Jeździli "na podwójnym gazie"
Ostrowscy policjanci podczas weekendowej służby zatrzymali dziewięciu kierujących, którzy mając za nic nie tylko zagrożenie karą, ale także ludzkie życie i zdrowie, zdecydowali się wsiąść za kierownicę po pijanemu. W praktyce niemal każdego dnia policjanci zatrzymują podczas służby nietrzeźwych kierowców. Weekend to jednak czas wolny, sprzyjający zabawie i spotkaniom towarzyskim, które nierzadko kończą się społecznym przyzwoleniem na kierowanie pod wpływem alkoholu.
Niebezpieczną sytuację na drodze w Raszkowie spowodował 44-letni motocyklista. Kierowca Yamahy stracił panowanie nad motocyklem i wjechał do przydrożnego rowu. Mężczyznę znaleźli pobliscy mieszkańcy. Z urazem kręgosłupa trafił do szpitala. Badanie stanu trzeźwości wykazało, że miał 1,7 promila alkoholu w organizmie. Takim samym wynikiem może się „pochwalić" 64-letni kierowca renaulta, którego w Topoli Wielkiej zatrzymali policjanci z komisariatu w Odolanowie.

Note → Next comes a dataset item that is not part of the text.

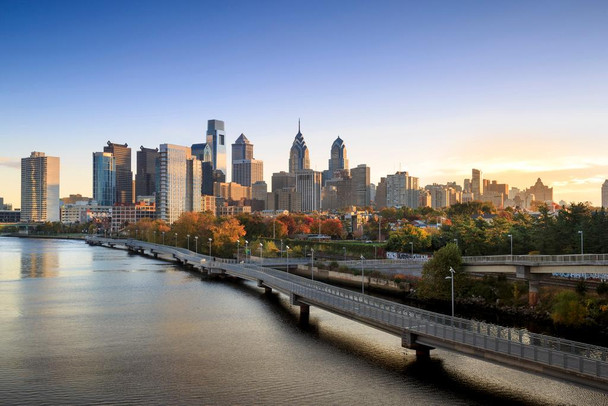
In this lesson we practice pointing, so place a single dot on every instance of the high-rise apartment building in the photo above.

W Nowych Skalmierzycach wpadł kierowca opla astry. 23-latek kierował mając ponad 1 promil alkoholu. Uszkodzeniem ogrodzenia, a zarazem swojego samochodu, zakończyła się jazda „na podwójnym gazie" 31-letniego mężczyzny. Kierowca clio, zatrzymany do kontroli w Ostrowie Wielkopolskim, miał 1,6 promila alkoholu w organizmie.
Niechlubnym rekordzistą okazał się kierujący fordem 57-letni mieszkaniec powiatu kaliskiego. Zatrzymany do kontroli drogowej na ul. Żeromskiego w Ostrowie Wielkopolskim, miał ponad 2 promile alkoholu.
Za kierowanie w stanie nietrzeźwości grożą 2 lata więzienia i utrata prawa jazdy.